There is yet more evidence of a newly populist Foals. My Number is pure dancefloor fodder, thin on ideas but charmingly brazen in its sheer poppiness. Whereas Bad Habit, with its syncopated rhythms, post-rock-lite soaring guitars, is a melodic ballad in the same vein as Coldplay. Similarly Out of the Woods with its trendy marimba and Duran Duran chorus, and the glam-stomp of Providence whose final breakdown screams festival mosh-pit, are very much in vogue.

Foals’ trademark intricate math-y lines have been relegated in the mix, replaced by a fuller bass sound and heavier guitars employed repeatedly to usher in choruses with a predictable soft-loud dynamic. Yet this collection of tracks have every chance of achieving what they are designed to and may hook a wider audience.

However, on the rest of Holy Fire, Foals fail to amalgamate this diverse sonic armoury into songs that actually work. They try too hard, pack too much in. For all their busyness and techy play, there are a number of mid-tempo tracks that weigh the album down. Wading through the shifting rhythms and layered guitar of Everytime is tiring; the glitchy, moody Stepson buzzes and swells somberly enough but achieves nothing more than an atmosphere, a mood, and Milk & Black Spiders is about as edgy as its college-band title; going nowhere despite employing a house music build to shoehorn in some dynamism. At times, Holy Fire is reminiscent of the slow trudging of a childhood family walk when all you want to do is go home and play computer games.

Foals are at their most interesting when they experiment with the minimalist aesthetic of The XX. Late Night begins by moving in similarly sparse planes to Coexist, with muted beats, distant strings, and understated noodles of guitar.
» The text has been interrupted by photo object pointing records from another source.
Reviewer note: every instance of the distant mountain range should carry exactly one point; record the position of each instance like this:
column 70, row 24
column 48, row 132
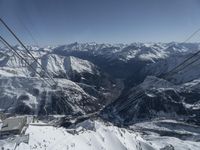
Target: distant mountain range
column 92, row 77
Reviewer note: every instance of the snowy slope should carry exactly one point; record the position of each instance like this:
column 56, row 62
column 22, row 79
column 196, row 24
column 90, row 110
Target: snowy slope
column 96, row 135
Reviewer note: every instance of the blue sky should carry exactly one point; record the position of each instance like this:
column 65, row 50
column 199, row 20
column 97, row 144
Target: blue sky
column 52, row 22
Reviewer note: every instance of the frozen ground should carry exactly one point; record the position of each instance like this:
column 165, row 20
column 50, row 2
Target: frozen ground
column 96, row 135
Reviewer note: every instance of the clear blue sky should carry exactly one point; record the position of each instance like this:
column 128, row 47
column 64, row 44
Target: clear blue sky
column 53, row 22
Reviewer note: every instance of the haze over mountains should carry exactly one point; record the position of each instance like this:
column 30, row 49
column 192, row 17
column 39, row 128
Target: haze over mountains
column 108, row 79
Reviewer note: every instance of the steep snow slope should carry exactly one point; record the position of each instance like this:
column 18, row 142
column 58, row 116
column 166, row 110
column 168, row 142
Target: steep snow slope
column 31, row 96
column 95, row 135
column 155, row 98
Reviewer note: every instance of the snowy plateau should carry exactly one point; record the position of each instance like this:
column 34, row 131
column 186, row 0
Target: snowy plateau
column 103, row 96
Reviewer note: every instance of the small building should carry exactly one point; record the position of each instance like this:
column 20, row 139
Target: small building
column 13, row 125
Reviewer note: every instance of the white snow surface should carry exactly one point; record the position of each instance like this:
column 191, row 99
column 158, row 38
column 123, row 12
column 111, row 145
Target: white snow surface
column 96, row 135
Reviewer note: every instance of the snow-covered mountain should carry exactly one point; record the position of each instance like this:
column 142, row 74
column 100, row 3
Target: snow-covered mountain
column 124, row 83
column 97, row 135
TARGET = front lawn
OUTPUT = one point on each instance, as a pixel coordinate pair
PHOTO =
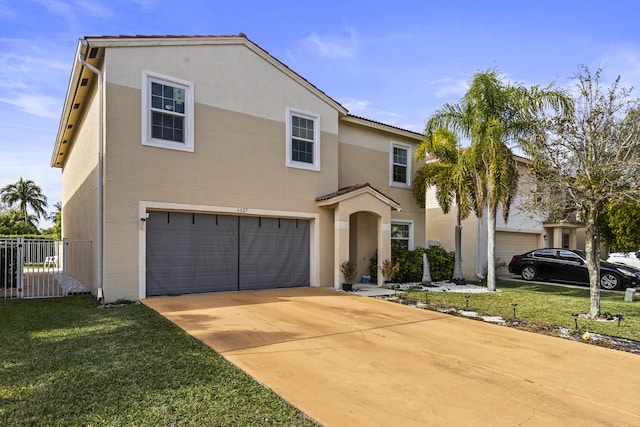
(64, 361)
(547, 304)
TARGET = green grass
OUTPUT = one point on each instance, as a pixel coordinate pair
(64, 361)
(546, 304)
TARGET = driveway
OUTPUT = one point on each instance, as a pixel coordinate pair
(348, 360)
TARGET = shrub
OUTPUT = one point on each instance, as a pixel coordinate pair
(349, 269)
(8, 265)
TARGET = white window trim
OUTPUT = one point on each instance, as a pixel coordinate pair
(410, 224)
(315, 166)
(147, 139)
(407, 147)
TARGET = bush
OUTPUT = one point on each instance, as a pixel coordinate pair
(440, 263)
(8, 265)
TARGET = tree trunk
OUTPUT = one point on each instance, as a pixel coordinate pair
(592, 250)
(491, 248)
(457, 265)
(426, 270)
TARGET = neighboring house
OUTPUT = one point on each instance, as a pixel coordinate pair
(203, 164)
(525, 230)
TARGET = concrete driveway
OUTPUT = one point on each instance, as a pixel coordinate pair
(348, 360)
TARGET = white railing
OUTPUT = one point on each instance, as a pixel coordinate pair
(39, 268)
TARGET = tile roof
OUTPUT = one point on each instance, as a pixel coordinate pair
(351, 189)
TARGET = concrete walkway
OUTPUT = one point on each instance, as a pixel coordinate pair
(349, 360)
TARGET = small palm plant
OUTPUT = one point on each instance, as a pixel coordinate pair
(389, 269)
(349, 269)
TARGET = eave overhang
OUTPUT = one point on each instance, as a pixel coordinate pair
(354, 191)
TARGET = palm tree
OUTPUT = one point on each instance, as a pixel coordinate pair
(494, 117)
(449, 173)
(25, 194)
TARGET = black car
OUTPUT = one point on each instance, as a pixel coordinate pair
(568, 265)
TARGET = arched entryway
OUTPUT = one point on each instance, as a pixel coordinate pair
(358, 212)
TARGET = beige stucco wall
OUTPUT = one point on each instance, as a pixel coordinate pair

Sadly, any intriguing sonic shadow-play is soon forgotten as it descends into generic indie funk punctuated with disconcerting percussive pants. Failing to build on early promise, it goes from The XX to XXX, sounding like a hipster porn soundtrack. Closing track Moon is full of measured feedback and electronic fizzes again recalling The XX but also Brian Eno and Radiohead. It reintroduces the central theme of the isolated explorer, but this time they are trying to make sense of a lunar landscape pitted with dark lyrical craters.

So what we have with Holy Fire is a collection of up-tempo rockers, bass-driven and bouncy with a little aggro thrown in for the disaffected youth, a shimmy of 80s pop, a smidgen of late 90s nu-metal, and some appropriations of The XX’s sensual miserabilism. Sometimes all within one song. Gone is the skeletal funk of Antidotes, gone too is the sinewy Prog and muscular textures of Total Life Forever. Holy Fire is the sound of an intelligent band grown fat with ideas, succumbing to the processed lip-smacking, hand-clapping, lighter-waving allure of contemporary stadium rock. Holy Fire has variety and scope and might just succeed. Yet when Yannis sings, “I once was lost, now I am truly found”, it doesn’t ring true. Holy Fire is not evidence of a band that have found their sound, but one trying frantically to find it. For all its complexity, ambition and cross-genre meddling Holy Fire is not an arrival but a meander.